Methods: Fifteen minipigs were used in the study. Seven days before vascular surgery, hyaluronidase and plasmin were intravitreally injected for induction of posterior vitreous detachment. Aspirin and warfarin were oral administered daily starting 5 d prior to vascular surgery for anti-coagulation. The minipigs were anethetized with an intraperitoneal injection of 300 mg/kg chloral hydrate for intravitreal injection procedure and vascular surgery. Temporary keratoprosthesis vitrectomy was performed, and intraoperative video fluorescein angiography (VFA) was possible. The central and posterior vitreous was removed together with the posterior hyaloid membrane to facilitate vascular maneuvers. BRVO was induced by bipolar diathermy on the vein at the main vein’s first branching. Polyimide tubes (50.8-μm internal diameter and 7.6-μm wall thickness) were used as artificial vessels. Vascular manipulation was performed in a bimanual manner. Both end of a prepared tubing was inserted into venous lumen by puncturing and catheterization, and the vein bypass bridging the occlusion was created. Then, the patency of the bypass graft was assessed by intraoperative VFA.
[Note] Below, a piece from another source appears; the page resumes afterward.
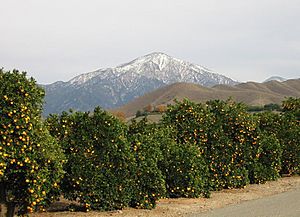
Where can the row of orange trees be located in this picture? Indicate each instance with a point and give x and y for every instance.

Results: The retinal vein bypass surgery was surgically accomplished in 33% (5/15) of the eyes, and the immediate graft patency was confirmed by intraoperative VFA only in one eye. We observed and recorded fluorescein flow from the branch vein to the main vein through the bypass graft which bridging the occlusive vein segment.

Conclusions: We demonstrated the feasibility of retinal vein bypass for induced BRVO in the living porcine eye, and the immediate graft patency was successfully evaluated by intraoperative VFA. Despite the potential, there are still some significant hurdles in vivo retinal vein bypass surgery, and modification of both surgical instruments and maneuvers is needed for further study.

Declaration of interest

This work was supported by Ministry of Health Research Foundation (WKJ2010-2-018) and Major Issue Funded Project of Eye Hospital of Wenzhou Medical College (YNZD201003) and National Natural Science Foundation of China (Grant Nos. 50675008 and 51175013). None of the authors has a proprietary interest. The authors report no conflict of interest. The authors alone are responsible for the content and writing of the article.